OP this part of your post stood out to me

"I wouldn’t say it’s out of control, it’s more ruminating and intrusive thoughts and I was doing ok with it. The reason for the therapy was more to ensure I didn’t get worse rather than it being a massive problem"

As a fellow anxiety sufferer, I mean this very kindly but your anxiety does seem out of control and is affecting your relationships. It may be time to re evaluate the aims of your therapy to try to improve from where you are now.

As your child gets older there will be countless situations which will cause anxiety and you need to be equipped for how to cope well.

HoppingPavlova · 05/07/2023 09:21

I wouldn’t say it’s out of control, it’s more ruminating and intrusive thoughts and I was doing ok with it. The reason for the therapy was more to ensure I didn’t get worse rather than it being a massive problem

It’s definitely completely out of control and a massive problem given the examples you have given. You are just blind to some of it as the ‘massive problem’ becomes other peoples problem rather than your own. I have one child with dreadful anxiety and I get it but you are doing yourself no favours minimising this issue.
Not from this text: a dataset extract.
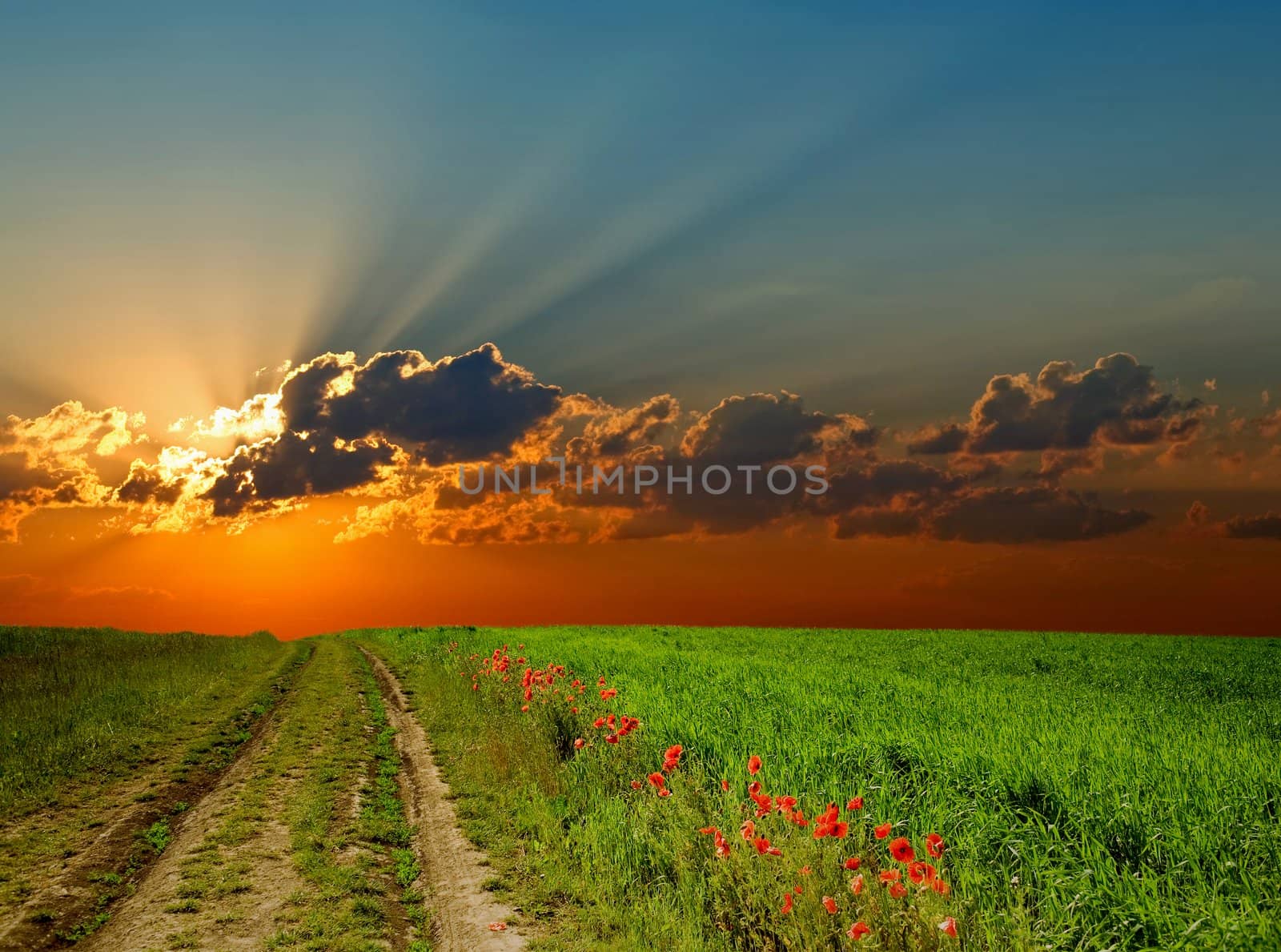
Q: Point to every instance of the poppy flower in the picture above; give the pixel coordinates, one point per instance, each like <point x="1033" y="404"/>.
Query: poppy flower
<point x="901" y="849"/>
<point x="922" y="873"/>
gemtart · 05/07/2023 09:23

Yes to "as children get older" but I think even now – studies show that babies are affected by stress / anxiety around them. I think sometimes making sure your baby has a positive emotional environment for development takes precedence over external world perfection!

Quveas · 05/07/2023 09:24

Whilst it's easy to sympathise with the OP, because out of control anxiety is horrible, it is also fair to say that it is unreasonable to expect everyone else to cance to her tune when her anxiety is driving her to unreasonable and unrealistic expectations. Children have played on lawns, been kissed by grandparents, and walked off with grandparents since time began - to expect the grandparents to somehow act like they are employed nannies or servants who get access when they obey orders is not going to work, and going ballistic at them for doing things that all grandparents do it hurtful to them, and damaging to your daughter who will be soaking up all this behaviour and thinking it normal. I can definitely understand the sentiment around the father saying that they shouldn't have mentioned something - it must feel like constantly walking on eggshells to be allowed time with their grandchild.

Tlolljs · 05/07/2023 09:28

I don’t t think your anxiety is any where near being under control.
Expecting people to pander to it won’t help. The examples you gave are perfectly ordinary things that grandparents do.